Étudions maintenant les phénomènes, rien que les phénomènes.

Ce qui fait l’intérêt de ces recherches, c’est la simplicité des conditions qu’il faut réunir pour que les mouvements inconscients se produisent. En effet, il n’y a pour ainsi dire pas à décrire le dispositif de l’expérience ; c’est moins une expérience qu’une observation pure et simple. Le malade est étudié, non seulement à l’état de veille, mais à l’état de repos ; il n’est soumis à aucune suggestion préalable, à aucune manœuvre hypnotique. L’expérimentateur se contente d’examiner ce qui se passe dans le membre anesthésique du sujet, à l’insu et hors de la vue de ce dernier, lorsqu’on détermine dans ce membre un mouvement passif, un réflexe, une contraction, ou lorsqu’on place dans la main anesthésique un objet connu du malade, comme un crayon ou un dynamomètre. Les phénomènes qui se présentent dans ces conditions sont bien réellement des symptômes hystériques, naturels et spontanés, préexistant à toute expérience, et comparables à l’anesthésie, à l’amyosthénie, à l’hyperexcitabilité neuro-musculaire et aux autres stigmates permanents de l’hystérie. On peut même dire qu’ils se rattachent étroitement à l’anesthésie, et qu’ils en font partie intégrante.

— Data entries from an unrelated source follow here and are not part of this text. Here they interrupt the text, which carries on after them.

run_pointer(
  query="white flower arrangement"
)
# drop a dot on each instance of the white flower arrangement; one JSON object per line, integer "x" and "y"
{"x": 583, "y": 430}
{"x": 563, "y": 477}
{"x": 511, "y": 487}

Nos observations ne demeurent point isolées. On sait aujourd’hui que des faits analogues ont été observés en grand nombre par M. Pierre Janet[1] d’abord, dont plusieurs observations sont antérieures aux nôtres, et ensuite, tout récemment, par M. Liégeois[2]. Ces deux auteurs ont employé des méthodes qui diffèrent absolument des nôtres ; mais les résultats sont concordants. Il faut ajouter que nous devons à M. Pierre Janet une théorie assez complète de la dissociation et du dédoublement de la personnalité ; cet auteur préfère résolument cette hypothèse à celle de l’inconscience.

II

La première question que je me suis posée a été de savoir quel est le degré de fréquence représenté par les phénomènes moteurs d’inconscience chez les hystériques. Dans nos premières recherches, nous avons rencontré ces phénomènes chez sept malades sur seize, c’est-à-dire dans la moitié des cas. Cette proportion est considérable.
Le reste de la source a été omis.